Passengers on European airlines drop
Airlines are now feeling the pinch as most flights depart with a quarter of their seats empty.3 June 2008
BRUSSELS - More and more European flights are departing with empty seats as the continent's major airlines continue to feel the pinch of the economic slowdown, the credit crunch and rising fuel prices, figures out Tuesday show.
According to the latest data from the Association of European Airlines (AEA), airline traffic in April was up just 1 percent from the same month in 2007. More significantly, the carriers' load factor was down by an "alarming" 2.7 points over the same period.
The drop translates into a load factor of 74.8 percent, meaning that the average European flight departs with a quarter of its seats empty.
"Clearly, economic conditions are taking their toll in the marketplace as the global slowdown and the credit crunch impact business confidence and travel volumes, while resurgent inflation is severely affecting discretionary income," the AEA said in a statement.

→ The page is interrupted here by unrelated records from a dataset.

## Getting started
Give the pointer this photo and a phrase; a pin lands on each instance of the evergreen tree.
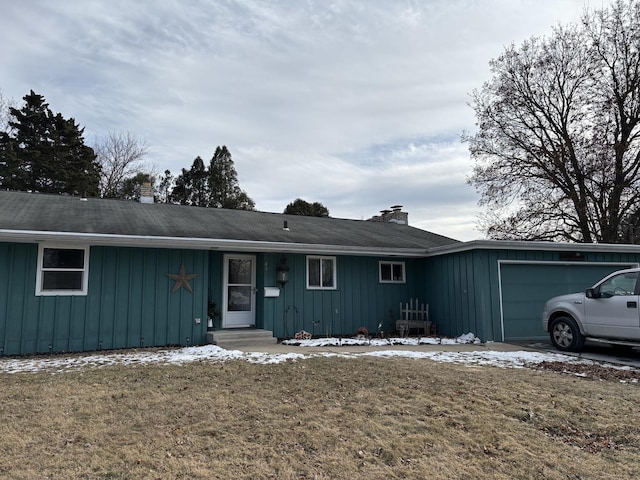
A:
(217, 186)
(191, 186)
(302, 207)
(132, 186)
(224, 189)
(46, 153)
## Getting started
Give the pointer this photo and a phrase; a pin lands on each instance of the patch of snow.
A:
(213, 353)
(468, 338)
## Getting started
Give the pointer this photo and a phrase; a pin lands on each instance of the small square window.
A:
(392, 272)
(321, 273)
(62, 271)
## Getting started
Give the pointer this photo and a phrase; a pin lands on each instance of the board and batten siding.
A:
(128, 304)
(464, 288)
(359, 300)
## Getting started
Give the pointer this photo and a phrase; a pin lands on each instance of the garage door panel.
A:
(525, 287)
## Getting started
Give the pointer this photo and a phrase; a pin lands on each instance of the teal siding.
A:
(359, 299)
(525, 288)
(463, 290)
(128, 304)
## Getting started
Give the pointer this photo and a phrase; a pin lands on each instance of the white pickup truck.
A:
(608, 312)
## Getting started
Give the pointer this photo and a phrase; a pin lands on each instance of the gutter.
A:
(100, 239)
(525, 245)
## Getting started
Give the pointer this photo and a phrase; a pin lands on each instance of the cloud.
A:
(357, 104)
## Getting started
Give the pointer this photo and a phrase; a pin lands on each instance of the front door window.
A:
(240, 291)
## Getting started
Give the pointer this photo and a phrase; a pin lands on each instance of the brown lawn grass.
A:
(318, 418)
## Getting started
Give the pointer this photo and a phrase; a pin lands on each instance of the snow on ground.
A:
(211, 353)
(384, 342)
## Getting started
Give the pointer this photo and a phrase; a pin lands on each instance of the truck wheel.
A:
(565, 335)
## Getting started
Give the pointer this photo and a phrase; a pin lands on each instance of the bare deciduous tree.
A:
(557, 152)
(121, 156)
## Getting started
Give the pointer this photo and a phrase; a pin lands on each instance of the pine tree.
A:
(46, 153)
(224, 188)
(217, 186)
(302, 207)
(191, 186)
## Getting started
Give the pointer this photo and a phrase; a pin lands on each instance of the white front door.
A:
(239, 291)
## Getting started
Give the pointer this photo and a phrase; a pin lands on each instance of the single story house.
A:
(82, 274)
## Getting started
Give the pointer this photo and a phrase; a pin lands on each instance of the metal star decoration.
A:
(182, 279)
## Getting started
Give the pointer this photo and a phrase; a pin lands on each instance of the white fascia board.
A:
(525, 245)
(32, 236)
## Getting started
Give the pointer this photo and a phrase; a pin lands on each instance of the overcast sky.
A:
(356, 104)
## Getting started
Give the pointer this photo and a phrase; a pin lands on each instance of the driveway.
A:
(597, 352)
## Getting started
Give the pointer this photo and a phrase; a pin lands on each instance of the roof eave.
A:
(34, 236)
(527, 245)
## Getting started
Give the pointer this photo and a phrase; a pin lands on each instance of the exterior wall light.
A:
(282, 272)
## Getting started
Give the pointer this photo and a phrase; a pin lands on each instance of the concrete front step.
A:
(241, 337)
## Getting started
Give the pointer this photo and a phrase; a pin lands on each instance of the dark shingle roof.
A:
(56, 213)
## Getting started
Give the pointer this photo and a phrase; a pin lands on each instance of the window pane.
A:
(398, 274)
(314, 272)
(62, 258)
(239, 299)
(327, 272)
(61, 280)
(385, 272)
(239, 271)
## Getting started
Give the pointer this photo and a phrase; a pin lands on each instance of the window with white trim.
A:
(392, 272)
(321, 273)
(62, 270)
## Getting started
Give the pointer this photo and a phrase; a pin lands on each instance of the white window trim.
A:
(335, 273)
(387, 262)
(85, 270)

The AEA report showed that the worst affected routes in April, in terms of traffic, were the domestic and North Atlantic routes.
The previously booming cross-border European market, by contrast, registered a modest growth of just 1.9 percent while traffic towards North Africa and the Middle East was up 4.5 and 5.2 percent respectively.

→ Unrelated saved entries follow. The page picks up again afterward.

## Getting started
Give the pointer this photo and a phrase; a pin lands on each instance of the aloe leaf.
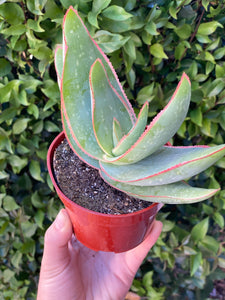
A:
(174, 193)
(59, 63)
(87, 159)
(117, 132)
(128, 140)
(167, 165)
(80, 53)
(162, 128)
(106, 105)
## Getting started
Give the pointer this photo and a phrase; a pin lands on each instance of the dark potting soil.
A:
(83, 185)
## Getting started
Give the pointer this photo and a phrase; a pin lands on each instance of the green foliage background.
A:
(150, 43)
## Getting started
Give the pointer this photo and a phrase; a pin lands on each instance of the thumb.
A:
(56, 252)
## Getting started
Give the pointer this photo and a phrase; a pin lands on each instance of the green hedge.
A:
(150, 43)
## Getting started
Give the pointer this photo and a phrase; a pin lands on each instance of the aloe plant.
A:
(103, 130)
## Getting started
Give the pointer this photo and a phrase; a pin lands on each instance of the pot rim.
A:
(57, 140)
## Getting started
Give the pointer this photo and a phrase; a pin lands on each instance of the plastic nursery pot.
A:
(102, 232)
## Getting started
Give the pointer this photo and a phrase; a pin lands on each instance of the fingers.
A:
(56, 252)
(136, 256)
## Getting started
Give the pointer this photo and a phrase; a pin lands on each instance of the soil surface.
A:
(83, 185)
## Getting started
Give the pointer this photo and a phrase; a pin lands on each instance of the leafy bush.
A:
(150, 43)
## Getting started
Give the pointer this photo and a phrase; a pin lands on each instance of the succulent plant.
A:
(103, 130)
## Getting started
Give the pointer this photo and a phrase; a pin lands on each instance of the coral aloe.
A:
(102, 129)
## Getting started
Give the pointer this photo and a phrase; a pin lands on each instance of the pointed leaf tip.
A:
(162, 127)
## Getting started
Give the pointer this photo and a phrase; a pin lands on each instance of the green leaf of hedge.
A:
(195, 261)
(209, 27)
(9, 203)
(199, 231)
(12, 13)
(116, 13)
(157, 51)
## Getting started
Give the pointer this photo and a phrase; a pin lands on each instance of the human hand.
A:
(71, 271)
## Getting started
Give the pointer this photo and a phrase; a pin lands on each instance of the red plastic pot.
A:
(102, 232)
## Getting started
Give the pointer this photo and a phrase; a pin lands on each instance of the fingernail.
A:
(60, 220)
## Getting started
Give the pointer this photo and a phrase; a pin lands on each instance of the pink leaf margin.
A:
(130, 108)
(169, 169)
(210, 194)
(184, 76)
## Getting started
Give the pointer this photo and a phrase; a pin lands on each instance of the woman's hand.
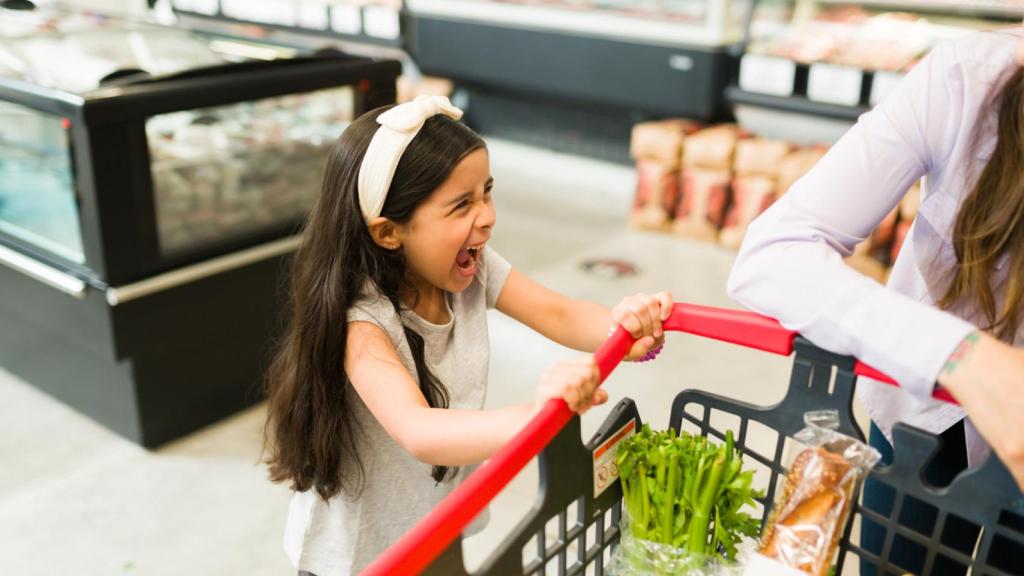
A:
(574, 381)
(986, 376)
(642, 316)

In the period between January to April 2008, overall passenger rates were up 2.6 percent when compared to the same period 2007. But the key passenger load factor was down by an aggregate 1.4 points to 73.5 percent.
Looking at the performance of individual airlines, beleaguered Alitalia suffered the biggest drop in terms of passengers (-25.9 percent when compared to April 2007), with its passenger load factor falling by 9.7 points.
The association, which groups 33 major European carriers - from Air France to Virgin Atlantic Airways - noted that many airlines were increasing ticket prices to mitigate soaring fuel costs and planned to make "substantial capacity cutbacks" after the summer.
Irish budget airline Ryanair, which is not a member of the AEA, also warned Tuesday that it would have to raise ticket prices and ground part of its fleet in the coming months.